El negocio es simple, brutal y turistocéntrico: márgenes de escándalo. Mientras un Eroski o un Lidl se desangran con precios de guerra, estos minisúpers nocturnos facturan con tickets medios que harían llorar a un black friday. En Rambla Cataluña, alquilar un local cuesta entre 20.000 y 30.000 euros al mes—sí, como lees: un piso en el centro de Madrid—pero el dueño no se queja porque un borracho británico a las 3 a.m. paga el triple por una botella de agua que en Carrefour cuesta la mitad. La consultora Clara Matías, de Laborde Marcet, lo resume así: «Venden inmediatez, no volumen. Y el turista paga el peaje de su prisa». El problema es que esa prisa está reconfigurando la ciudad. Barcelona Oberta, el sindicato de comerciantes que lleva décadas defendiendo el alma de la ciudad, advierte de un efecto dominó: «Si cambias la oferta, cambias el tipo de visitante». Traducción: adiós, paseos tranquilos; hola, afterhours con colillas en la acera y maletas de shein apiladas como en un outlet de tercer mundo.
Pero hay más. Porque este boom no es solo culpa de la avaricia de los inversores—que, por cierto, incluyen family offices y fondos que ven en estos locales el equivalente a una máquina tragaperras en el centro—. También hay un agujero legal que huele a salsa blanca. Muchos de estos establecimientos se camuflan tras la etiqueta de «tienda de souvenirs», mezclando cervezas y camisetas de Messi para colarse en categorías comerciales menos reguladas. Mientras los bares de toda la vida se ahogan con inspecciones, estos frankenstores navegan a la deriva. El Ayuntamiento, por fin, ha reaccionado: expedientes sancionadores a mansalva desde mayo de 2024, prohibición de abrir a menos de 200 metros de otro competidor y un plan para frenar el alcohol nocturno—porque sí, en algunas calles el after empieza a las 11 a.m. y termina... nunca. Pero la pregunta sigue en el aire: ¿Llegan tarde? Mientras se debaten normas, los inversores siguen comprando locales. Y los vecinos, hartos de vivir bajo un nocturnario permanente, miran con recelo cómo su ciudad se convierte en el set de una película de Zombieland, pero con más glühwein y menos apocalipsis.

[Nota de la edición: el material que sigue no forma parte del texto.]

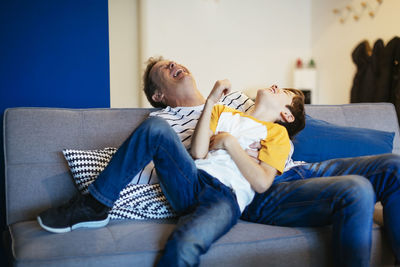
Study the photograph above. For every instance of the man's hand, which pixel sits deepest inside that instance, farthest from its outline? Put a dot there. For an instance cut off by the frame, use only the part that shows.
(253, 151)
(221, 88)
(220, 140)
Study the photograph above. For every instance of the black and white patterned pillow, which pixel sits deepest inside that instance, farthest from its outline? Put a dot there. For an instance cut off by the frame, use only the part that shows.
(136, 201)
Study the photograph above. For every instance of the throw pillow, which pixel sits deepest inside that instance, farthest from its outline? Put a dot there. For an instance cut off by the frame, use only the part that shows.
(321, 140)
(136, 201)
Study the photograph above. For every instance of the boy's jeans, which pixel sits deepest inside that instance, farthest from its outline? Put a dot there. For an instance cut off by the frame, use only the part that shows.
(211, 208)
(346, 202)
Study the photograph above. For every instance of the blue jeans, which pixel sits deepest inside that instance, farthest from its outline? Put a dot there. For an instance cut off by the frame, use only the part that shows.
(209, 208)
(346, 202)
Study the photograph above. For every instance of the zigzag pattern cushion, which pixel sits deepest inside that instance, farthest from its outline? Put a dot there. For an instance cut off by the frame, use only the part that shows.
(136, 201)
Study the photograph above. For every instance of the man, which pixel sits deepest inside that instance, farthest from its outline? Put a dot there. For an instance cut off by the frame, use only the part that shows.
(292, 200)
(345, 197)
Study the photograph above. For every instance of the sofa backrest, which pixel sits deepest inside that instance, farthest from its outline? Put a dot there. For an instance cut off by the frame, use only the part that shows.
(37, 176)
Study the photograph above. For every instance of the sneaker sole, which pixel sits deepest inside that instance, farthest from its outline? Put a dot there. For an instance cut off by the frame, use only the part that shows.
(91, 224)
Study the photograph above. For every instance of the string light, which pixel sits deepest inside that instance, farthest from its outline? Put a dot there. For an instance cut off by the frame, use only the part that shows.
(357, 11)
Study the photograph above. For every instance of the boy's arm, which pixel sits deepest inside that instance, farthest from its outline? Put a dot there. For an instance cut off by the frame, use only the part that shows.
(259, 175)
(202, 133)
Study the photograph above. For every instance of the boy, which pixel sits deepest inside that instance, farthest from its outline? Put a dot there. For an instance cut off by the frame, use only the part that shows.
(219, 142)
(190, 190)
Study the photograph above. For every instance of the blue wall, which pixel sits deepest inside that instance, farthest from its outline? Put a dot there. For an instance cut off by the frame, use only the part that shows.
(53, 53)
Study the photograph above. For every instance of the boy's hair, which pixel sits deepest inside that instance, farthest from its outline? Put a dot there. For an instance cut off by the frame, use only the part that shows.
(149, 86)
(297, 110)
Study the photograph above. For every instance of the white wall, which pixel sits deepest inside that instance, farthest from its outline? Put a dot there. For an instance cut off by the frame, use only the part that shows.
(253, 43)
(124, 53)
(333, 42)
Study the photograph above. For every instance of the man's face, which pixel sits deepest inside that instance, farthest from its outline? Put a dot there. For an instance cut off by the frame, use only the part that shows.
(172, 78)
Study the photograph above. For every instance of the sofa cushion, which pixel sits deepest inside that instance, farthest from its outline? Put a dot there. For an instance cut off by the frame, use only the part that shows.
(136, 201)
(321, 140)
(139, 243)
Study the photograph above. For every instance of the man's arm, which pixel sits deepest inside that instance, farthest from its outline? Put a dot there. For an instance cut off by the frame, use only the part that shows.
(259, 175)
(202, 133)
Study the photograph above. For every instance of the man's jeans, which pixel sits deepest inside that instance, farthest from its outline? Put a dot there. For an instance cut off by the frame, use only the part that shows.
(211, 208)
(346, 202)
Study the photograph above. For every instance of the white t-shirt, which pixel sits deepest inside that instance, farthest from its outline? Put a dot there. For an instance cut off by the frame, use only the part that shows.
(183, 121)
(275, 149)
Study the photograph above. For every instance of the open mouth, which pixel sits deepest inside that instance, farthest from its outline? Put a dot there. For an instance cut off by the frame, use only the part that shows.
(178, 72)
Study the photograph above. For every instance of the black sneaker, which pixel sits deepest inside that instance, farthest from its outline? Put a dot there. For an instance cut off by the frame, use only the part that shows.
(73, 215)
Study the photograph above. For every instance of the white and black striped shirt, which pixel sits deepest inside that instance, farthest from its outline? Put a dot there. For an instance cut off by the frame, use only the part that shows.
(183, 120)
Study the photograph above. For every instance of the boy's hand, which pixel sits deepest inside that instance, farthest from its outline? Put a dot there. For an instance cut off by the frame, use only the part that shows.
(253, 151)
(221, 88)
(220, 140)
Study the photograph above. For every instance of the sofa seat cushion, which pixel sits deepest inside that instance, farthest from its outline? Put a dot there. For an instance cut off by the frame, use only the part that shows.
(138, 243)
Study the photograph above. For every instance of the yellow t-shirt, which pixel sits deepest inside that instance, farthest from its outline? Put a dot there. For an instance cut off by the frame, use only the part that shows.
(275, 149)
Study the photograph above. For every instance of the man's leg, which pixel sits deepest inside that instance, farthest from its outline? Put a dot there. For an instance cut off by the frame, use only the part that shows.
(215, 214)
(345, 202)
(383, 172)
(153, 139)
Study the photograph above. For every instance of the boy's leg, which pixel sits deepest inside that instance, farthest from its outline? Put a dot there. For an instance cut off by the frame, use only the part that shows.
(153, 139)
(345, 202)
(383, 171)
(215, 214)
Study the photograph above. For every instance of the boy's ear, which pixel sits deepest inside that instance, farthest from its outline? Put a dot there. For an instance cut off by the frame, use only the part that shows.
(287, 116)
(158, 96)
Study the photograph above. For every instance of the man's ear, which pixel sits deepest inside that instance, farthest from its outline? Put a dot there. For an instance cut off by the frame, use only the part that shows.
(157, 96)
(287, 116)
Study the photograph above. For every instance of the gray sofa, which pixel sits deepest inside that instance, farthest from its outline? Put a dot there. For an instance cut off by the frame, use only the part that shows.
(37, 177)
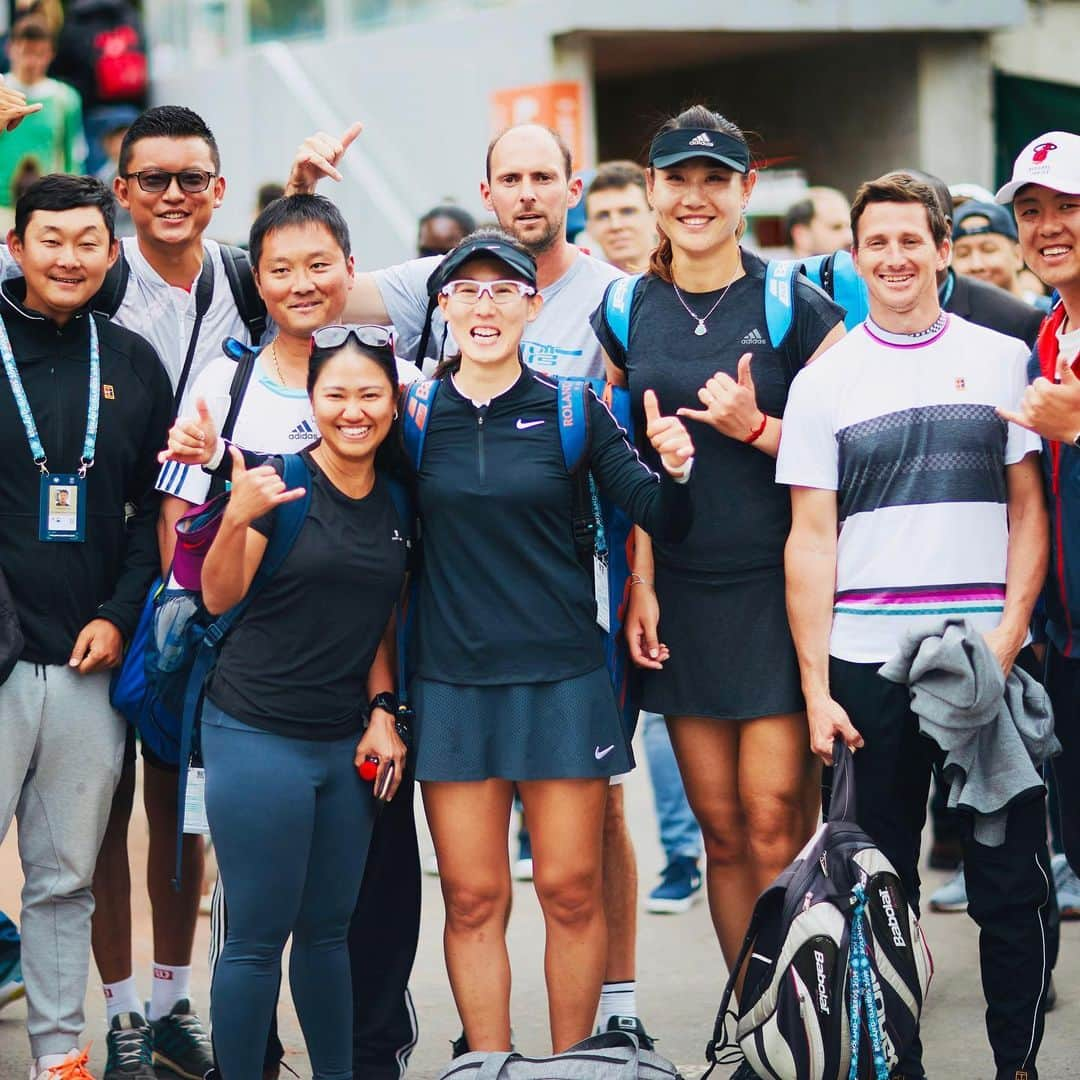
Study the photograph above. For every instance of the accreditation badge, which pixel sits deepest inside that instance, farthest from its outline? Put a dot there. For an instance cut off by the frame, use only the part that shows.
(62, 513)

El colmo del cinismo llegó cuando el Ayuntamiento aprobó por unanimidad endurecer controles—por fin—tras detectar productos caducados, alcohol a granel en la calle y competencia desleal. La Guàrdia Urbana ya está en alerta, pero la batalla está perdida en barrios como el Raval o el Born, donde el comercio tradicional ha sido reemplazado por una cadena de montaje de consumo express. Como dice Elvira García, de Barcelona Oberta: «Nadie quiere un supermercado 24 horas debajo de casa». Pero en Barcelona, cada vez hay más casas con uno encima. Y la pregunta no es si estos locales van a desaparecer, sino cuánto tardarán en convertir la Rambla en una autovía de shopping permanente.